I love images which speak for themselves. There can be no doubt as to what specifically most of Pokoik’s Global City is about, at least in my mind. When I see our modern commercial world photographed like this, I automatically react with a tremor of fear for the future, but I don’t doubt that many people have a very positive reaction to this profusion of color and product. Visually speaking, I don’t blame them. What I worry about though, is the unavoidable glamorization of subject matter, regardless of how critical it is, through placement on wall, in a magazine, in any public form that has any hint of salesmanship and promotion to it. We might have a different reaction to these images if we found them in a textbook, which primarily serves the subject matter rather than itself.

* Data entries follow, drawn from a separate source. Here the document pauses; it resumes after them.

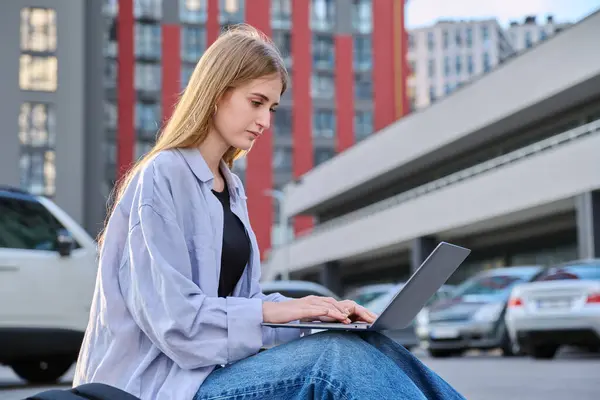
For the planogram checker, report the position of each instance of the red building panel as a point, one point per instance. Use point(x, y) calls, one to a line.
point(171, 67)
point(125, 88)
point(302, 110)
point(344, 92)
point(259, 169)
point(212, 22)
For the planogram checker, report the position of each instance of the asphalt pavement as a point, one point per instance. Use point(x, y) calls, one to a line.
point(484, 376)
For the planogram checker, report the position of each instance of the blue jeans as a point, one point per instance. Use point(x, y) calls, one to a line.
point(329, 365)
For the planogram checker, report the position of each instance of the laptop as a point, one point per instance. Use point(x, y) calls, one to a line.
point(411, 297)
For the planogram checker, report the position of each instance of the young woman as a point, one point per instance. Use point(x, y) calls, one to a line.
point(177, 309)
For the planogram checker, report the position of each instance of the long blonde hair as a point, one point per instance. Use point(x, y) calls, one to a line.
point(239, 55)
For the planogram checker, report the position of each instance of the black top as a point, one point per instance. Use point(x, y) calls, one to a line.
point(236, 247)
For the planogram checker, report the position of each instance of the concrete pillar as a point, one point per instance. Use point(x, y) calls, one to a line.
point(421, 248)
point(331, 277)
point(588, 224)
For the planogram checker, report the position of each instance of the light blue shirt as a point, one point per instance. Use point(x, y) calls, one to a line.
point(157, 327)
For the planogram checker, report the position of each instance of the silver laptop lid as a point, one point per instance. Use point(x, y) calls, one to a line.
point(423, 284)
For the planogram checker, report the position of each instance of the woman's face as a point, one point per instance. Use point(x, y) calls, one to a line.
point(244, 113)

Would our attitudes toward consumption and exporting consumerist habits to the rest of the world change if fashionable mainstream media were drenched in such imagery? Photographs like Pokoik’s are relevant in the most direct way, and I’d like to think that, displayed in the right places, they would make a difference. They deserve wider circulation than in the art world, which is, after all, more ambiguous, and focused on the aesthetic side of things and therefore work is somewhat at risk of being looked at in terms of style rather than subject matter. Call something an expose or document and it’s one, call it art and it’s a whole other ballgame, isn’t it? I suppose part of the blame falls on the mainstream journalism community which seems to stay away from work without a very clear message. Ambiguity is scary!
Makes me wonder how people reacted to Courbet or the socially-realist painters back in the day.